My roots in Utah run deep, and my commitment to public service runs with them.
My father was a sheet-metal worker who should have been a philosopher, a historian or a novelist. My earliest memories are of him cursing at the TV whenever the president’s face appeared. He wrote “IMPEACH REAGAN” on dollar bills he was then too paranoid to spend.
The pivot point of my young life was one of the few conversations we had when he felt adequate to the task of dispensing parental advice. He struggled through an awkward preamble about my failing grades before saying, “Luke, you’re smart, but so was I. Now I’m 50 years old, an out-of-work sheet-metal worker. Don’t make the same mistake I did. Go and do what you can in this world.”
I made no verbal promise, but I have lived by that mandate ever since. My dad died just over a decade ago. Through the years, he imparted a deep concern for the problems of the world. I have made it my mission to find solutions.
My career — which has spanned nonprofits, local government, and higher education across five states — has been dedicated to solving “wicked problems.”
Wicked problems are problems that refuse to be solved. Serpentine might be the best way to describe them. They like to wriggle away and have a tendency to bite back.

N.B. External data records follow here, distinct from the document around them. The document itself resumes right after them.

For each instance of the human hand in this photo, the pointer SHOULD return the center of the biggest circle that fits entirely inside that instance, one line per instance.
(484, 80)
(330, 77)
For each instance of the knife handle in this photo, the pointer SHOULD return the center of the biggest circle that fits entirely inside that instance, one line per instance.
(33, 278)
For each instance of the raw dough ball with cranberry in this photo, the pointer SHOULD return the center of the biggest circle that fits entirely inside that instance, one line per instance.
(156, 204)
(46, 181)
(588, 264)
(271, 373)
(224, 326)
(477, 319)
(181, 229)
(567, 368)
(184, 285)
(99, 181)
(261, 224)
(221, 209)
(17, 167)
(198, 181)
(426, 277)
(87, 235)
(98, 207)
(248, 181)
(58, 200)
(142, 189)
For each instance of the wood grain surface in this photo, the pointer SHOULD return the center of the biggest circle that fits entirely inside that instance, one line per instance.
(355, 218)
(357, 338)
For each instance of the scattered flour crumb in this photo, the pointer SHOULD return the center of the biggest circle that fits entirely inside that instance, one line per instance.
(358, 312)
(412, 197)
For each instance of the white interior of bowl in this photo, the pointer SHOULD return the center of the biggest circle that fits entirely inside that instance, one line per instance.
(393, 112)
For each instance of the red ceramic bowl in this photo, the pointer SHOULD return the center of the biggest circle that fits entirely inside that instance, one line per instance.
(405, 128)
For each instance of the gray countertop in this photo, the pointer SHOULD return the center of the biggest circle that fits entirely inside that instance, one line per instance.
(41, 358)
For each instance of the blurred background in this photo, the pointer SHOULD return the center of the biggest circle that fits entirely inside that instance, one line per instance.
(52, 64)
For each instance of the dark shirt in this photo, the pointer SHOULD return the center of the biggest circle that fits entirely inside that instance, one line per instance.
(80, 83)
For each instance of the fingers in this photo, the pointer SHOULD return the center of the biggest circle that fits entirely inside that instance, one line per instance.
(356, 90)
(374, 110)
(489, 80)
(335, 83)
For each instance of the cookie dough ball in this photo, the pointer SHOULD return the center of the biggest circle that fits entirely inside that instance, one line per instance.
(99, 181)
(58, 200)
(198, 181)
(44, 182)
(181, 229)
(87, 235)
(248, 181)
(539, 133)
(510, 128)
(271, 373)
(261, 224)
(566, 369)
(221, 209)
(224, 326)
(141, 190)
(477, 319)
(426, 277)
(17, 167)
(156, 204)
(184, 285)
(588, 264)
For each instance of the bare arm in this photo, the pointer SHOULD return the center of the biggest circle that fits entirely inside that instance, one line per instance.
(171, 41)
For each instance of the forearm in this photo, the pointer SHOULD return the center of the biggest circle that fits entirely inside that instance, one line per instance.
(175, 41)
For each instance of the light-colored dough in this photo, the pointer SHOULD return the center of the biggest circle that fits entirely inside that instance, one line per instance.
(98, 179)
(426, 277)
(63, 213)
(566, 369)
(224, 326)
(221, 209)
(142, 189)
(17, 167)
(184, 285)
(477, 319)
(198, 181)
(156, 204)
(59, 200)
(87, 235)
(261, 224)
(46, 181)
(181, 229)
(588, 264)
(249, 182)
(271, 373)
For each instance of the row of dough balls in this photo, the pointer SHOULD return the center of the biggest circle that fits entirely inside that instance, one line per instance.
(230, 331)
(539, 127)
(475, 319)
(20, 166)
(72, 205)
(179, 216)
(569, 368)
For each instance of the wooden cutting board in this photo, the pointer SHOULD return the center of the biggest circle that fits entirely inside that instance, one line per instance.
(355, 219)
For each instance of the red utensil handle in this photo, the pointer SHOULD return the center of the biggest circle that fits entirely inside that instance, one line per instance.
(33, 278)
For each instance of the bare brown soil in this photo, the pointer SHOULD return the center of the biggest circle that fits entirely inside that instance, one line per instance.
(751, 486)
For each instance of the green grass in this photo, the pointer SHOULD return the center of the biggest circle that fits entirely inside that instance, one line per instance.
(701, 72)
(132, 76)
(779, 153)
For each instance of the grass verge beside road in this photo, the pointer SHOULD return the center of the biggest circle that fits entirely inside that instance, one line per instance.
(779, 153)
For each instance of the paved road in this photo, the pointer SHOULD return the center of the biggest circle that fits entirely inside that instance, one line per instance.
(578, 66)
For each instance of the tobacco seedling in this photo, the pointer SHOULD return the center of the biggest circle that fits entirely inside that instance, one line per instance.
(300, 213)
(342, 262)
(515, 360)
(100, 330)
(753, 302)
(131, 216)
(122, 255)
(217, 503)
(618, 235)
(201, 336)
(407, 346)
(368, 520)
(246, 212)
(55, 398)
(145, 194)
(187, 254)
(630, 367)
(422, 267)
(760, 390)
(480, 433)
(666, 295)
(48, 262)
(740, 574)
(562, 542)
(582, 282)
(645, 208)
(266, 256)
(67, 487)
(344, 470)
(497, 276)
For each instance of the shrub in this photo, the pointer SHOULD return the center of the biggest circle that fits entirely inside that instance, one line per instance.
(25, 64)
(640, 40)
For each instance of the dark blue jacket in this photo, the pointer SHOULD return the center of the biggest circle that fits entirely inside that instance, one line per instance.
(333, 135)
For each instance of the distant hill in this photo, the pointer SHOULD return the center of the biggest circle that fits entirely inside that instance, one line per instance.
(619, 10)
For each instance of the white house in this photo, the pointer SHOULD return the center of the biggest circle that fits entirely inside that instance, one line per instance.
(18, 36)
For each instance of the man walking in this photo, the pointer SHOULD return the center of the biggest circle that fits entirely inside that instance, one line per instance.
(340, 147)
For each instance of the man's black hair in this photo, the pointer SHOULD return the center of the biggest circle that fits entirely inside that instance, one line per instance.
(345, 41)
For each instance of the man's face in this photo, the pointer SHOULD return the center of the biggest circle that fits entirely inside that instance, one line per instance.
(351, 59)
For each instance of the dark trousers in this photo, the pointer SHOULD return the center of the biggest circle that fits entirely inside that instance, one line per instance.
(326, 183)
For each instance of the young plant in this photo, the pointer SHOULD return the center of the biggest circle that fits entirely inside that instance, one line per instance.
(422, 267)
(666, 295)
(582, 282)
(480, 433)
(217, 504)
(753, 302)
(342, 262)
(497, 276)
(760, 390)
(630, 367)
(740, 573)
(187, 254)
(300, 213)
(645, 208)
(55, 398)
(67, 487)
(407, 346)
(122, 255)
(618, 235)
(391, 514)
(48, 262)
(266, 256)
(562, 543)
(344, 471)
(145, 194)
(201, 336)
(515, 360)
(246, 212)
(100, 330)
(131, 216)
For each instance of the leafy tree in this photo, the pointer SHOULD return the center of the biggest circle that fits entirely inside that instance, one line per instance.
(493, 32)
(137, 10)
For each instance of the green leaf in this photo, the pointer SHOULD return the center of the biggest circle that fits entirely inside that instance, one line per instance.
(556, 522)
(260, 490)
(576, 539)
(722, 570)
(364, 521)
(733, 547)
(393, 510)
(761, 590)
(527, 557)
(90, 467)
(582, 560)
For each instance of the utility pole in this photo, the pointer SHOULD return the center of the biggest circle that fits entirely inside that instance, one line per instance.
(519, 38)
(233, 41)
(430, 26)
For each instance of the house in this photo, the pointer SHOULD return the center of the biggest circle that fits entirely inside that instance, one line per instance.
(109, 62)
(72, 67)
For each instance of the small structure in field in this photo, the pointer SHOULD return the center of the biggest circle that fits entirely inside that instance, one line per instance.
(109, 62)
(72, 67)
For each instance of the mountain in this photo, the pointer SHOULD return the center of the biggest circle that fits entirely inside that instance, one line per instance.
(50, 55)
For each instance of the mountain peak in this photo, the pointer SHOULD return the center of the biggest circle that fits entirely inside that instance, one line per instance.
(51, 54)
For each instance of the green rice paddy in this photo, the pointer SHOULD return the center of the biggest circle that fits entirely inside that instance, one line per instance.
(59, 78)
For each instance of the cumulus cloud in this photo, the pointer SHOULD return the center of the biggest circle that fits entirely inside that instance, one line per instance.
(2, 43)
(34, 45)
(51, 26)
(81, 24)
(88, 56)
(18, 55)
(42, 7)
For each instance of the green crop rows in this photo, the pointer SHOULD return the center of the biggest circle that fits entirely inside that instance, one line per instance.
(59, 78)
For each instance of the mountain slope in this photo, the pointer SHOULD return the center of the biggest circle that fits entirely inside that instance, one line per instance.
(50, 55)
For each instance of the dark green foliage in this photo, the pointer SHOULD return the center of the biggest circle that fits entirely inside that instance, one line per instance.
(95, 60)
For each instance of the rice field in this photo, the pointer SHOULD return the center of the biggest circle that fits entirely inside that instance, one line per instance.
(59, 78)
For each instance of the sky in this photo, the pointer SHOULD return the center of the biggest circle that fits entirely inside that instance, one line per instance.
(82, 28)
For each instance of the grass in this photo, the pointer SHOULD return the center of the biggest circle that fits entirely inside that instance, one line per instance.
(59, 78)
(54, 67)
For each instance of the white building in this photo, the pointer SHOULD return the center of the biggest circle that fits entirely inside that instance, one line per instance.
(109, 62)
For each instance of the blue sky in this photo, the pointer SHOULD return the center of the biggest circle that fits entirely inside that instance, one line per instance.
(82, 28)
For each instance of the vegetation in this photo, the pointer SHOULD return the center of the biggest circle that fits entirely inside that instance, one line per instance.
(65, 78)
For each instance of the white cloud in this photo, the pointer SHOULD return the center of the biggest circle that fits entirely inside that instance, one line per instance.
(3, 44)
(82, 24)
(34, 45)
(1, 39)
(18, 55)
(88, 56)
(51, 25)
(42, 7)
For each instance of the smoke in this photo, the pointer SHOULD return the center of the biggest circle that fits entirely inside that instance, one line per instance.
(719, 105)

I helped a hardscrabble Rhode Island mill town avoid bankruptcy, assisted Richard Dreyfuss in preserving civic education in K-12 curricula, and assisted rural farmers to adopt sustainable practices for survival in the 21st century.

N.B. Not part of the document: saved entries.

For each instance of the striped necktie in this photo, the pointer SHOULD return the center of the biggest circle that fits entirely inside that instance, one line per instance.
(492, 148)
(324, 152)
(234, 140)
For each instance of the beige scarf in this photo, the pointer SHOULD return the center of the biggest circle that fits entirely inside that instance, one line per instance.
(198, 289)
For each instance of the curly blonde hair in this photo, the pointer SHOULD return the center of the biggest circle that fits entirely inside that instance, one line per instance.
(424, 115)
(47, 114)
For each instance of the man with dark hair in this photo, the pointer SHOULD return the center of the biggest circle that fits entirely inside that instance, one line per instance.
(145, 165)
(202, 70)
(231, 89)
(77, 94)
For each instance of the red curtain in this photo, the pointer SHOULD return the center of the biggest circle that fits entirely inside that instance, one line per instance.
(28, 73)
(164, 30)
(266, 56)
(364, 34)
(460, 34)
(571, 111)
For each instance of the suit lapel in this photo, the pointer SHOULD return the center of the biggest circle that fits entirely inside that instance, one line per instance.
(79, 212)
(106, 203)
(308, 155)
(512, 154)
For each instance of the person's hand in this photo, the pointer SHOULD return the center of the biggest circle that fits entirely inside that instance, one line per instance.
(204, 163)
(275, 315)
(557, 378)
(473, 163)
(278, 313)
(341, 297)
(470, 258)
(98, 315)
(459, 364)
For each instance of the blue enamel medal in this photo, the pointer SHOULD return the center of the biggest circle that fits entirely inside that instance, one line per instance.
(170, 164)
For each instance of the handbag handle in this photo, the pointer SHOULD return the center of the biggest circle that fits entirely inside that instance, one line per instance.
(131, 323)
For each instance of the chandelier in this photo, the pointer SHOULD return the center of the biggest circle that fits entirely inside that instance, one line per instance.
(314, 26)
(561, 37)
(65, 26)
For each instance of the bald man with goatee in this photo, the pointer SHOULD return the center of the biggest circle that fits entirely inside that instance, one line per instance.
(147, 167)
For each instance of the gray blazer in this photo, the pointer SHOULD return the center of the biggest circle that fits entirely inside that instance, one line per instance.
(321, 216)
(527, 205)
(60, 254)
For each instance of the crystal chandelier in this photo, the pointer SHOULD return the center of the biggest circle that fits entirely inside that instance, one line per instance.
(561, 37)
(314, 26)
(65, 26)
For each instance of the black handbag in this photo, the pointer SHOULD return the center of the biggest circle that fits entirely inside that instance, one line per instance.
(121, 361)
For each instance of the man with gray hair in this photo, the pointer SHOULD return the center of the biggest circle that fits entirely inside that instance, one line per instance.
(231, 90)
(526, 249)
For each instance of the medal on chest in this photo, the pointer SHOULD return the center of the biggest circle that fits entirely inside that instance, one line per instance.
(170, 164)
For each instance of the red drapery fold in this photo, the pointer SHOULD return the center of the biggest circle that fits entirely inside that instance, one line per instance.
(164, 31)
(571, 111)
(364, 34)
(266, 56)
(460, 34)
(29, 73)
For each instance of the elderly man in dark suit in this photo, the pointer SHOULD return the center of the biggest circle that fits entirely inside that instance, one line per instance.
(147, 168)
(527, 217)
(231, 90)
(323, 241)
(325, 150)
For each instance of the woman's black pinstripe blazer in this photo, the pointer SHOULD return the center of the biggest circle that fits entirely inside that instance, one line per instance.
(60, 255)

Here in Utah, wicked problems include explosive growth, rising home prices, worsening air, diminishing water supplies, and sharp political and social divides. I’m proud of the progress we’ve made, but it’s been far too little.
This is why I joined The Salt Lake Tribune. I never considered work in journalism, but the vision for the Innovation Lab, the scrappy entrepreneurial determination of The Tribune as a 150-year-old newspaper turned social purpose nonprofit, and the profound dedication of its staff, have convinced me that there is no better vehicle for tackling the big issues than The Tribune’s Innovation Lab.
The Innovation Lab is a three-person innovation team, receiving guidance on leads and connections to experts due to an advisory council with representatives from the public, private and nonprofit sectors. These efforts are made possible by the support of community donors: The Ivory Foundation, David Parkinson, Sorenson Foundation, and Gary Crocker.
Over the next year, like facing down a two-page algebra problem, we will solve for wicked. We will tackle big issues, and we will move forward solutions that bring together leaders from the for-profit, government and nonprofit sectors. We will look to readers to guide us and lead us to the heart of big problems and toward effective solutions. We will go and do what we can for the state of Utah.